Mais Masthel avait bien parié sur l’odeur du Bréa, ou bien son odorat était assez élaboré pour sentir les miasmes de l’établissement depuis le rond-point ; ça empestait quelque chose. Une sorte de vapeur qui donnerait envie de toussoter. Du chanvre, ou de l’opium. Une odeur qui filait la migraine.
Après les doubles-portes, il fallait descendre une petite douzaine de marches. Et on entrait alors dans une salle fermée, noire de monde, et fort bruyante avec ça. Masthel avait là aussi vu juste : c’était un tripot. Les gens n’entouraient pas des tables pour manger, mais des tables de jeu. On lançait des dès, on échangeait des cartes. Toute la salle était organisée autour d’une estrade avancée, peut-être pour offrir quelques scènes de spectacle, tandis que des sortes de loges, à l’étage, avaient des rideaux pour offrir un peu d’intimité à des groupes s’éloignant de la masse. On notait un nombre particulièrement élevé d’Elfes en manteaux longs lorsqu’on levait le museau, ce qui semblait bien dire qu’il n’était pas aisé de grimper dans ces quartiers plus réservés.
Pour l’heure, de ces loges, seule une semblait occupée. Au milieu, avachi sur un divan, trônait un grand bonhomme aux longues oreilles abîmées, un anneau métallique dans le nez. Il avait une esclave humaine peu vêtue allongée, la tête sur ses cuisses, et deux gardes armés de Kheitan qui étaient tout près de lui. Monsieur observait la salle, et le tas de gens qui trinquaient en tentant de se faire une fortune avec l’aide de Lœc le trompeur — Lileath était la Déesse plus communément associée à la chance, mais la plupart des Elfes Noirs préféreraient se mordre la langue que d’invoquer son nom.
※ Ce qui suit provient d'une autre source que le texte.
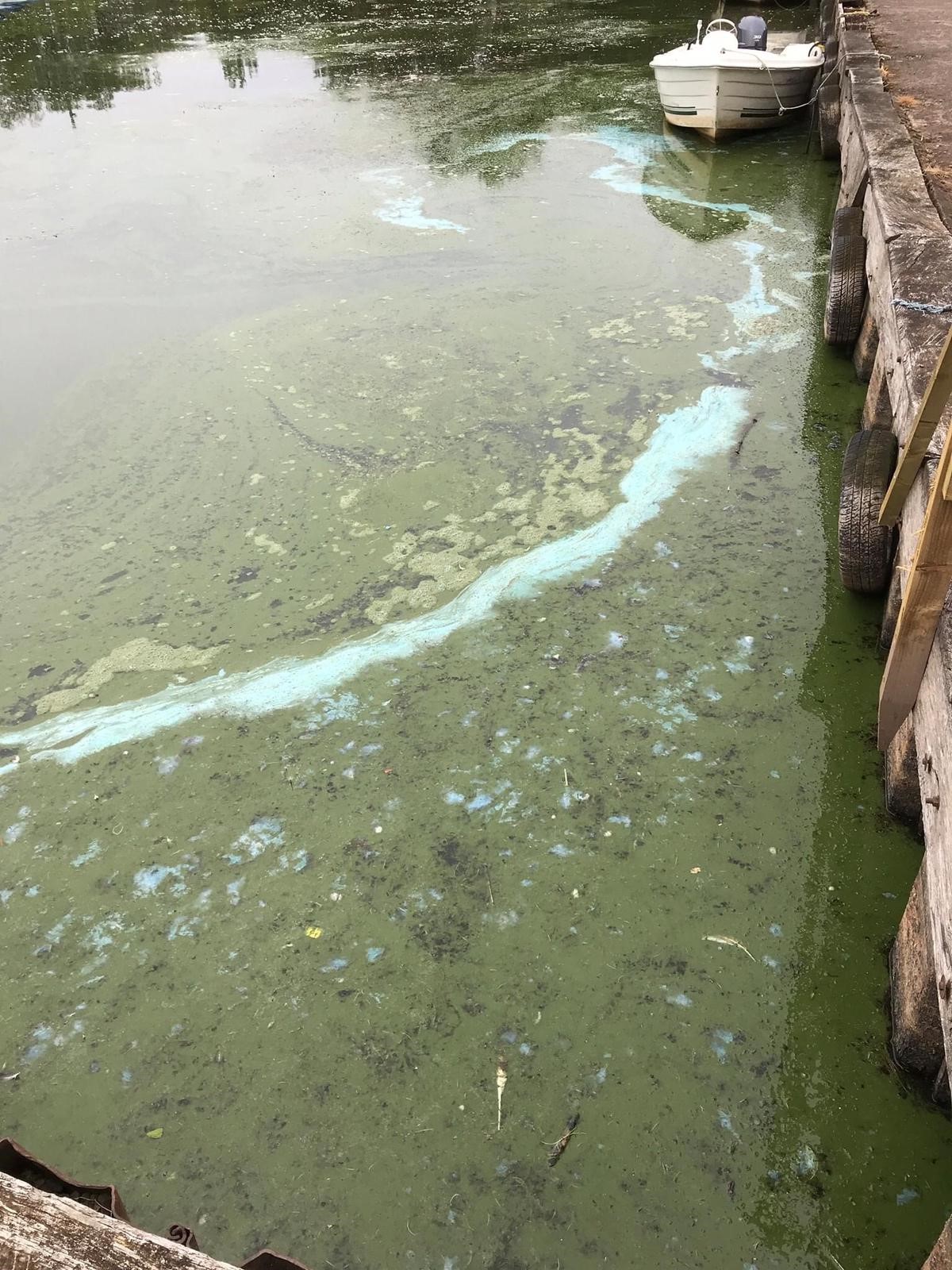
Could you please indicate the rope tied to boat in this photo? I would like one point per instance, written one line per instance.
(786, 110)
(920, 306)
Masthel s’approcha du grand bar qui était un peu plus à l’écart du cercle du jeu. Tout au bout de celui-ci, une femme en tenue de Corsaire buvait seule un verre, à moitié vautrée sur la table, la main sur le visage — elle semblait s’être enfilée pas mal d’alcool depuis ce matin. Masthel observa un des tabourets, et tiqua des lèvres.

« Regarde-moi ça comme c’est sale… Y a même des rognures d’ongle. Dégoûtant. »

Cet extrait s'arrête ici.